Geschichte der Religionen im MittelalterEin großes Landschaftspanorama

Die an der Berliner Humboldt-Universität lehrende Historikerin Dorothea Weltecke hat mit ihrer jüngsten Monografie ein beeindruckendes und vielschichtiges Werk zur gemeinsamen und sich zugleich ausdifferenzierenden Geschichte von Judentum, Christentum und Islam vorgelegt. Darin geht sie der These nach, dass die Religionen in ihrer heutigen Ausgestaltung keineswegs Produkt der (Spät-)Antike, sondern vielmehr des Mittelalters seien.

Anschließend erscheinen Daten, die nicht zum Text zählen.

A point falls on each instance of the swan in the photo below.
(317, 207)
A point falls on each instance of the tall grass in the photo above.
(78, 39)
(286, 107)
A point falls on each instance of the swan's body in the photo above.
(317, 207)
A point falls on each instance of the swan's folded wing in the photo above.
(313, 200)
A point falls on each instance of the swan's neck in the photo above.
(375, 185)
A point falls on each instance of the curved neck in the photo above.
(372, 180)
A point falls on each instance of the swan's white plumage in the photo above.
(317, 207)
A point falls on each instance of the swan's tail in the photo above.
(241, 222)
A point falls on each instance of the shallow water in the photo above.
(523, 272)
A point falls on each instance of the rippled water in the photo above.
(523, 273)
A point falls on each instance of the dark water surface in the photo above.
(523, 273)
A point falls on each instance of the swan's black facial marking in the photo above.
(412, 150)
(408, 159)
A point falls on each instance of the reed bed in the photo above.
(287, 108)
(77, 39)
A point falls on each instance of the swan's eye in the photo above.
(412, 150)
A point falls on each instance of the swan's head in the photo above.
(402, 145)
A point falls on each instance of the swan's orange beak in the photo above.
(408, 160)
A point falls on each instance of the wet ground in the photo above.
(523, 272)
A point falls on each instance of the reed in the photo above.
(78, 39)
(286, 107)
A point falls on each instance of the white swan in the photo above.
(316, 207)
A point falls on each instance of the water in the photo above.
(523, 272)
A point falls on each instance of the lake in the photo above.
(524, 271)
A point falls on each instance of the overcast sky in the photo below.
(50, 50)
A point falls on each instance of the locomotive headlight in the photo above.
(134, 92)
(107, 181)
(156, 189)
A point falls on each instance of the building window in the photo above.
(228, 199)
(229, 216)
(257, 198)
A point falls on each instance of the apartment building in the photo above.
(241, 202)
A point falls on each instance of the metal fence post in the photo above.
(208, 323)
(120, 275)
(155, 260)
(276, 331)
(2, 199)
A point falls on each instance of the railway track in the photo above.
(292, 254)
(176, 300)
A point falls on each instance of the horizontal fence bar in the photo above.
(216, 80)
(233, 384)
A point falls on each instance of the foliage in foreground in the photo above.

Weltecke argumentiert dahingehend, dass die Kultgemeinden zunächst noch von Offenheit und Durchlässigkeit geprägt waren. Erst durch soziale Praktiken und die Definition sozialer und rechtlich ungleicher Gruppen seien geschlossene Formationen entstanden. „Der Exklusivitätsanspruch der drei Glaubenstraditionen war ein Produkt ihrer gemeinsamen Geschichte und nicht der Offenbarungstexte“, resümiert die Professorin für Europäische Geschichte des Mittelalters und zeichnet nach, inwiefern die gemeinsame Geschichte der drei monotheistischen Religionen stets von gegenläufigen Dynamiken (Austausch und Abgrenzung) und einer ihr innewohnenden Polyzentrik geprägt wurde.

Für ihre Ausführungen nimmt sie Orient und Okzident zwischen dem 7. und 15. Jahrhundert gleichermaßen in den Blick, geht auf Pilgerberichte, Glaubensansprüche und Erbauungsschriften ein, skizziert anhand verschiedener Ausführungen der Ringparabel unterschiedliche Ebenen von Glaubensdiskursen und geht den Verflechtungen von Macht, Gewalt, sozialer Hegemonie und Glaubenstraditionen nach. Glaube wurde demnach in einem durch ungleiche Machtverhältnisse strukturierten Umfeld gelebt, die Formulierung von Glaubenslehren richtete sich auch nach dem rechtlichen Status der Glaubensvertreter in der jeweiligen Region und Wahrheit im Glauben war eine Funktion politischer Herrschaft.

Auch wenn die finale Ausdifferenzierung der Religionen im Buch noch etwas vertiefter hätte dargestellt werden können – wie sich etwa Lehrautoritäten schlussendlich doch haben durchsetzen können – , so ist das von Weltecke vorgestellte große Panorama doch ungemein lesenswert.